Today, there's a blockchain valued at $255 billion, all because a gaming company nerfed a spell and made a teenager cry.
Back in 2010, a 16-year-old Vitalik Buterin logged into World of Warcraft and found that the devs had stealthily removed his favorite Warlock ability.
Years later, he penned his thoughts on it.
His exact words were: "I cried myself to sleep, and that day I realized the horrors that centralized services can bring."
He quit the game and never looked back.
A year later, his dad introduced him to Bitcoin, but he couldn't afford any and had no way to mine it.
So, he started writing articles about crypto for a blog.
He got paid 5
$BTC per article, which back then was about $3.50.
Each of those 5 BTC is worth around $385,000 today.

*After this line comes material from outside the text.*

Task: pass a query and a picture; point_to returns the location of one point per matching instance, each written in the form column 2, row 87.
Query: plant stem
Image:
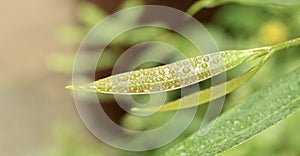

He co-founded Bitcoin Magazine at the age of 17 and applied for a job at Ripple when he turned 18.
They accepted him, but couldn't sponsor his visa.
At 19, he proposed significant upgrades for Bitcoin. The community shot them down.
So instead, he wrote his own whitepaper. He called it Ethereum. Within weeks, 30 developers reached out to him.
He dropped out of college and got a $100,000 Thiel Fellowship. He sold
$ETH at $0.31 during the ICO, raising $18 million.
One person invested $310,000 for 1 million ETH in that sale. At ETH's peak, those coins were worth $4.8 billion.
Another person put in $263 and got 850 ETH, which is now worth over $1.7 million.
#Ethereum launched when Vitalik was 21. It's currently valued at around $255 billion.
A game developer removed a spell from a character class that made a teenager cry, and then built the second-largest blockchain in history.